Assim foi a nossa passagem pela Serra Nevada, e na qual por entre horas de caminhada, quilometros feitos, reflexões pessoais, conversas mantidas, e abraços, conhecimentos travados, nos sentimos mais ricos, não de vaidade com a aventura de termos subido mais alto do que alguma vez tinhamos estado, mas sim, por reconhecermos quão simbólicos somos, quão frágeis, perante tão grande beleza, quer aquela que a natureza nos proporcionou, como aquela que nós nos proporcionámos, através do companheirismo....

 

Aqui dentro, as imagens e sensações que vivemos neste últimos dias fervilham, e não param de me passar à frente dos olhos, a uma velocidade alucinante como flash’s. Sempre com um sorriso na cara.

 

Medronho, excelente a ideia da Nevada para preparar para Marrocos. Testar, aclimatar, preparar, experimentar, prevenir. Sim senhor. Sempre cuidadoso. Mais uma vez, tiro-te o meu chapéu! Amigo!

Muito obrigado também pela tua companhia nas viagens, tanto para lá, como para cá. Se conduzir de noite não é fácil, mas ir ao lado do condutor, sem nada para fazer, toda a noite, acordado é ainda MAIS DÍFICIL. UM ENORME OBRIGADO PARA TI.

 

Galga Montanhas, a tua simplicidade é fantástica! A conversa fácil, , sempre óptimista, A alegria com que vives cada um destes momentos, de facto põe sal e dá gosto a todos os momentos... É fantástica a forma como duma maluqueira nossa, que é em quatro dias percorrer mais de 2.000 kms de carro, percorrer a seguir horas e horas a pé de mochilas às costas, subir ao cimo de montanhas e praticamente sem dormir, tu consegues ter o dom de transforma isto numa coisa séria. Chego à conclusão que de brincadeira de crianças isto não teve nada.
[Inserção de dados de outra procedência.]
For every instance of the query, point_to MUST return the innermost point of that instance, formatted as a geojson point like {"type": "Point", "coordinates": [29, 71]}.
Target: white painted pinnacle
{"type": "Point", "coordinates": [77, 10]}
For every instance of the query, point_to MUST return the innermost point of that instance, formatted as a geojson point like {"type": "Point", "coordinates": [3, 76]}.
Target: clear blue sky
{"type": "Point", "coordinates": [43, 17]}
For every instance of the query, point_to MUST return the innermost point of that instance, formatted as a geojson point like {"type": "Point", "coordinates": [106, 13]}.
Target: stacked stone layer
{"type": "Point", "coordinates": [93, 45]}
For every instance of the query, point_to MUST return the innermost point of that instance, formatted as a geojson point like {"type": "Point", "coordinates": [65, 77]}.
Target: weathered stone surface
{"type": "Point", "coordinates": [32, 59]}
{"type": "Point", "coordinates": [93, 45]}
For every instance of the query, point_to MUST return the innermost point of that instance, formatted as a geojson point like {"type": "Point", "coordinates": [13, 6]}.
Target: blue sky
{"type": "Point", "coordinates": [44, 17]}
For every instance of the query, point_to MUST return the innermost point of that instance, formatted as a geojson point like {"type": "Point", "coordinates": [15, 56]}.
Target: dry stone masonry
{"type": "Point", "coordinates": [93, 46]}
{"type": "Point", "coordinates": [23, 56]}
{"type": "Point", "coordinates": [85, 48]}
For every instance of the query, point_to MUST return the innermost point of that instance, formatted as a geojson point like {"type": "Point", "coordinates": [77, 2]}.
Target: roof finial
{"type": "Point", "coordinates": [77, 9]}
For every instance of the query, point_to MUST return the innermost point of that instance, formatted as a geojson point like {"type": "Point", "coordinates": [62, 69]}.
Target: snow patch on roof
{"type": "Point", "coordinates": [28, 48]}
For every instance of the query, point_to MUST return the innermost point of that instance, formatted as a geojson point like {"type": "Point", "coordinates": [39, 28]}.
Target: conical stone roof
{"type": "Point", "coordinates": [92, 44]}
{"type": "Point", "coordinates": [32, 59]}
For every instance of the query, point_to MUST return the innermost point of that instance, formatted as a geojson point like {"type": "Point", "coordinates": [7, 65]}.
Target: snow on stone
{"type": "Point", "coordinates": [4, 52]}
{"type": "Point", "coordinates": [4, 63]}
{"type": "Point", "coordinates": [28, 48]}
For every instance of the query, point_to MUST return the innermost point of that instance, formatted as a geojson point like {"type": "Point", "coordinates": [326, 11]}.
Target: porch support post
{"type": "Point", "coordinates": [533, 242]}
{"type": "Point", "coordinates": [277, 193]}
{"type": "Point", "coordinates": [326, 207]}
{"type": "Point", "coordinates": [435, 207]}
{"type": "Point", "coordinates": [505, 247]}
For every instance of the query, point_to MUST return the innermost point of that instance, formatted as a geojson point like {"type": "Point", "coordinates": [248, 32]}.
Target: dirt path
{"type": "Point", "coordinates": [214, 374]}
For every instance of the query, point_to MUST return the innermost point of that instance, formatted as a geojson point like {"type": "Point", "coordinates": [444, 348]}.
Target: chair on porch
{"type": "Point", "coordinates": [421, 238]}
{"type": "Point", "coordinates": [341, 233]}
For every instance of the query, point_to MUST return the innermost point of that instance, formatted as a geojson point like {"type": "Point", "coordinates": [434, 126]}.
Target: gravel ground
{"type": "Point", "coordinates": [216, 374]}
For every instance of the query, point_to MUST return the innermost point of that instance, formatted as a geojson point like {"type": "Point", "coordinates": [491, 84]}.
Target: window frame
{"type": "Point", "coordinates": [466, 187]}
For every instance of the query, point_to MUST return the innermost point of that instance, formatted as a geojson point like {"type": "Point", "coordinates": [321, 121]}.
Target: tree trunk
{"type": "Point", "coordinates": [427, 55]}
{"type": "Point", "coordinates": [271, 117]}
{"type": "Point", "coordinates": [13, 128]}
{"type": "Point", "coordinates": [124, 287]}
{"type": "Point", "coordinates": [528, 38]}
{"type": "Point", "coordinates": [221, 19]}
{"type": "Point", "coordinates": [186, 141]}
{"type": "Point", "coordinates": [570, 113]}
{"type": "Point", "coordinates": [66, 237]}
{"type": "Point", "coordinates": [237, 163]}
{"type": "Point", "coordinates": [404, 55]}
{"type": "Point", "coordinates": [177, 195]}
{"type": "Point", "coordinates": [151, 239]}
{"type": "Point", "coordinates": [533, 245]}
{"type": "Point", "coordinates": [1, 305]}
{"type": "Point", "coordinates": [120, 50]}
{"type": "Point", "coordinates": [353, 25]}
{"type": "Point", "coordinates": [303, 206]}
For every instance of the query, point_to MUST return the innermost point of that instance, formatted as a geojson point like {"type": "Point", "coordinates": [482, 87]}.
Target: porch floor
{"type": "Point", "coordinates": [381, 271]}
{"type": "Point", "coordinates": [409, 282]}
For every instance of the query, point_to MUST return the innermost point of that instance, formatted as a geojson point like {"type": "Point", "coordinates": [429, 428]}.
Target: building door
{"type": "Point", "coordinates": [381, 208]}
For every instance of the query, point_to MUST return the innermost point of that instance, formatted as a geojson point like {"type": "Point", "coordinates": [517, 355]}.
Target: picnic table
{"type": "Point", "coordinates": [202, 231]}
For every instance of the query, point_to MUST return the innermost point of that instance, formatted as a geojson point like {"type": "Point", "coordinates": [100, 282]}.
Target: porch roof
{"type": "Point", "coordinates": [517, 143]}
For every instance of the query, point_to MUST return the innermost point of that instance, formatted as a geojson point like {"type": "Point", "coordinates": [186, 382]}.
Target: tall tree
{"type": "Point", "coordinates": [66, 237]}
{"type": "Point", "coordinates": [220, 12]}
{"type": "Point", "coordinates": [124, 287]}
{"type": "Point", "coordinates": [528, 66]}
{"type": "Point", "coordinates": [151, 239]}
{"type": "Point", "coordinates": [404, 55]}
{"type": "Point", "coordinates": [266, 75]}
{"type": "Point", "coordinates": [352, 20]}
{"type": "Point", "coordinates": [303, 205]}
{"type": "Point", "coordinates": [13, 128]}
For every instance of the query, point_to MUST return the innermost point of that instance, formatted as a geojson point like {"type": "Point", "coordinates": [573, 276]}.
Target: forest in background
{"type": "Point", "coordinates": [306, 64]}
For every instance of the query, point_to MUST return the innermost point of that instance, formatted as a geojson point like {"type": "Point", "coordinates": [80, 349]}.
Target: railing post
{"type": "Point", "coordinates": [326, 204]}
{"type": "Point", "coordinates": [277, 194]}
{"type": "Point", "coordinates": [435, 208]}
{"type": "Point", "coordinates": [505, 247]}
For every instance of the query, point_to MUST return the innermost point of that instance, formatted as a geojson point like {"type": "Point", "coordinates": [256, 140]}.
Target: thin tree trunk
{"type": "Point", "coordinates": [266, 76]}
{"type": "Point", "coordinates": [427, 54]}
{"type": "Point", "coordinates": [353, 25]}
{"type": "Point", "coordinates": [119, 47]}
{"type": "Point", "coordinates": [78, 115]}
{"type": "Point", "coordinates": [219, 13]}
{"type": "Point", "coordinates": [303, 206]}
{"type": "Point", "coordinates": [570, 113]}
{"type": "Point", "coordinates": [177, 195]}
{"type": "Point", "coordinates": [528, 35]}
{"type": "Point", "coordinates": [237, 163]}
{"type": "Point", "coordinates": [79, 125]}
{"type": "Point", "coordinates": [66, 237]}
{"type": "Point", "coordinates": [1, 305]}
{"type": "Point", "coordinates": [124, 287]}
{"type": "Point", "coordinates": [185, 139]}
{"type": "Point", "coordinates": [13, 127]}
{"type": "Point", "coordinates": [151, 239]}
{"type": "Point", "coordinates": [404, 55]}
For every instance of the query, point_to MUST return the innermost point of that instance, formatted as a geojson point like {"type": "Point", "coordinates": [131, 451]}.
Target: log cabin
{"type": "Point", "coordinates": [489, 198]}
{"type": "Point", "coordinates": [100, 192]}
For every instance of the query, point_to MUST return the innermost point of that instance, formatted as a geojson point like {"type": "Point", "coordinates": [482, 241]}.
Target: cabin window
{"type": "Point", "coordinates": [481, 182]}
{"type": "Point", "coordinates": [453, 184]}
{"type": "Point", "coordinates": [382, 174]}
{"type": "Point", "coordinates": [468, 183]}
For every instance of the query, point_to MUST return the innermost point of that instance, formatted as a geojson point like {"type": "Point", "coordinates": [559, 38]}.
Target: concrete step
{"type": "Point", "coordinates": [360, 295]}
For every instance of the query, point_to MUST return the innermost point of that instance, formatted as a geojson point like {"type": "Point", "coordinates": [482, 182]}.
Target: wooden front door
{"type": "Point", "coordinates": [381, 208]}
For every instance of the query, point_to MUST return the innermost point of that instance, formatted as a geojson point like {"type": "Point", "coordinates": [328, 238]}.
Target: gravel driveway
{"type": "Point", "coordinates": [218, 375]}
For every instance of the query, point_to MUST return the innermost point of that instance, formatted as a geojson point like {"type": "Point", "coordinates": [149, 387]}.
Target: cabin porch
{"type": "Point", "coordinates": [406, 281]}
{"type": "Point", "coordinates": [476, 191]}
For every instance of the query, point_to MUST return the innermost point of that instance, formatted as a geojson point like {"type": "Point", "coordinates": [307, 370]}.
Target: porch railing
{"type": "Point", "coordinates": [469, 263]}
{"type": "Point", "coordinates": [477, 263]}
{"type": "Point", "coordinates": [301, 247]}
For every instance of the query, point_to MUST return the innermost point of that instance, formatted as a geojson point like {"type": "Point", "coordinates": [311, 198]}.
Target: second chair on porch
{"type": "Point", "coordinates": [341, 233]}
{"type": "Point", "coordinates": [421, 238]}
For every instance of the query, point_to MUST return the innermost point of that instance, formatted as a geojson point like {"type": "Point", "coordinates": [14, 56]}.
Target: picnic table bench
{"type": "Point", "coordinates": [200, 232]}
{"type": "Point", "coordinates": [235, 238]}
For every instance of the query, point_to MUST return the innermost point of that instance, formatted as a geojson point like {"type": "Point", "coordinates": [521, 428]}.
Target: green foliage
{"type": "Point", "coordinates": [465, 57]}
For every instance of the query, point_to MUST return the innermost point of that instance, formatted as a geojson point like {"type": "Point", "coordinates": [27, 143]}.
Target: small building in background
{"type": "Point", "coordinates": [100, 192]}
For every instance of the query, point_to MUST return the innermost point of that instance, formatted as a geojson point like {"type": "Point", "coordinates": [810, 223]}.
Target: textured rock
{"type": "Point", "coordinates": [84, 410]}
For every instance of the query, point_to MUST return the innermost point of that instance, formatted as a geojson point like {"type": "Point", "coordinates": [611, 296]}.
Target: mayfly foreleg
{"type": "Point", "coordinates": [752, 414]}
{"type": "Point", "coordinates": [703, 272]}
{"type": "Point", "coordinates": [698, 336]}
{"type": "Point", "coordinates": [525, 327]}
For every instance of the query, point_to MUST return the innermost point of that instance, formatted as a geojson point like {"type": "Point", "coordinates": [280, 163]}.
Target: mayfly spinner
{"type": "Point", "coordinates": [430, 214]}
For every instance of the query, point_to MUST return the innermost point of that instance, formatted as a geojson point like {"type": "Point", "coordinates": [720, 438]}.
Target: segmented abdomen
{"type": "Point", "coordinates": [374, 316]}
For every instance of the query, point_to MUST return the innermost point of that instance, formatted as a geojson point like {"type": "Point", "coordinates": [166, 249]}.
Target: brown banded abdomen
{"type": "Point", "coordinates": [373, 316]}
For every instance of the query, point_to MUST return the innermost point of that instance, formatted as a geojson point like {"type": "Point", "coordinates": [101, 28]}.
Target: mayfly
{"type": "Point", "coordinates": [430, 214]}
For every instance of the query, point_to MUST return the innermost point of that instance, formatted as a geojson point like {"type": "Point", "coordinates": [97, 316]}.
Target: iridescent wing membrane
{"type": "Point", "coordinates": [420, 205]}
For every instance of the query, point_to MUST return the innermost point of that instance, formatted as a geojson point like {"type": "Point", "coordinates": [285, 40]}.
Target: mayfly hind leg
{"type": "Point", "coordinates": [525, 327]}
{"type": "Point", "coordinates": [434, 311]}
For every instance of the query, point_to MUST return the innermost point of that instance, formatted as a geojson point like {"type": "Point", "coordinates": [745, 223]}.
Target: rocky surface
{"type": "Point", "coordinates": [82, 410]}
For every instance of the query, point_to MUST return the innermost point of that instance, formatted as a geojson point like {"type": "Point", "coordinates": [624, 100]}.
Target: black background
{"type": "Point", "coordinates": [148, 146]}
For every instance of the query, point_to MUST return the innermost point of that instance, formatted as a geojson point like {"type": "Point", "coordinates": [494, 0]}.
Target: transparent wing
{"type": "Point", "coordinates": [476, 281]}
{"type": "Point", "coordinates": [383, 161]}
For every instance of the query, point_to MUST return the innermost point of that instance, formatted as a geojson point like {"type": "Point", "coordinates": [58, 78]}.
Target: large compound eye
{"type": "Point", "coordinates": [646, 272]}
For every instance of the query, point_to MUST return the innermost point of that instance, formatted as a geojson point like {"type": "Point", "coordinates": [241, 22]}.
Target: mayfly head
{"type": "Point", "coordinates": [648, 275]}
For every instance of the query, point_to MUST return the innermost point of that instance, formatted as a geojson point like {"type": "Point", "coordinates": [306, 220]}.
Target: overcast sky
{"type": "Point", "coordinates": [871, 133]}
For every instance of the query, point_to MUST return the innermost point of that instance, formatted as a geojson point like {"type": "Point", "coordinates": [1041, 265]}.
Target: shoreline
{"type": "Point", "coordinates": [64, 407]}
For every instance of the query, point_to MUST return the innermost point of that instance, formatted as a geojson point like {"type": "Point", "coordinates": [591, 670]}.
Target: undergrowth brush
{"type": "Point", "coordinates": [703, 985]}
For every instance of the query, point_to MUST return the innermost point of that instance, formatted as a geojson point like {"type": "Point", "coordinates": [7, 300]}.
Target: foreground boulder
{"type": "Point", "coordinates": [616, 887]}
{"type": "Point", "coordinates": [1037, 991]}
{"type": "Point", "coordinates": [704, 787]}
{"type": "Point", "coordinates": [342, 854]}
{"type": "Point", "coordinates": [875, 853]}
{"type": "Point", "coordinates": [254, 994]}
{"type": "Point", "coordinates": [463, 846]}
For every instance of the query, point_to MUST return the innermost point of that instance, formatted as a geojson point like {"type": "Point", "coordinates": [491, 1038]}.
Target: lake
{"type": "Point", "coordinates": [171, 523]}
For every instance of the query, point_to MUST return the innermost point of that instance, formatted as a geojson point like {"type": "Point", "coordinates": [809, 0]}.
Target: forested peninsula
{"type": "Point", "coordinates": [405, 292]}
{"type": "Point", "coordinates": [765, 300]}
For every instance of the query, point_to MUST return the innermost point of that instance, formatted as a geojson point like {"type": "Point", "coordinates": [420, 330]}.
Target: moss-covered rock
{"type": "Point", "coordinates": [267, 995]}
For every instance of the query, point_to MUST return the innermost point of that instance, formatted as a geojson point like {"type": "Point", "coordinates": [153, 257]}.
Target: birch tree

A tua sabedoria é igualmente um ponto de referência para nós. Um farol para nos guiarmos. 

 

Águia Real, mais uma caminhada na tua companhia, mais uma daquelas duronas, onde de facto testamos a nossa resistência, tanto física como psicológica. E mais uma vez tive a prova. É bom caminhar na tua companhia. Sempre fiel, cuidadoso, sensível, amigo do amigo, esforçado, com um excelente sentido de orientação. E um excelente aventureiro, também!!!

 

E como dizem na terra de Cervantes... Hecho! Que venga outro!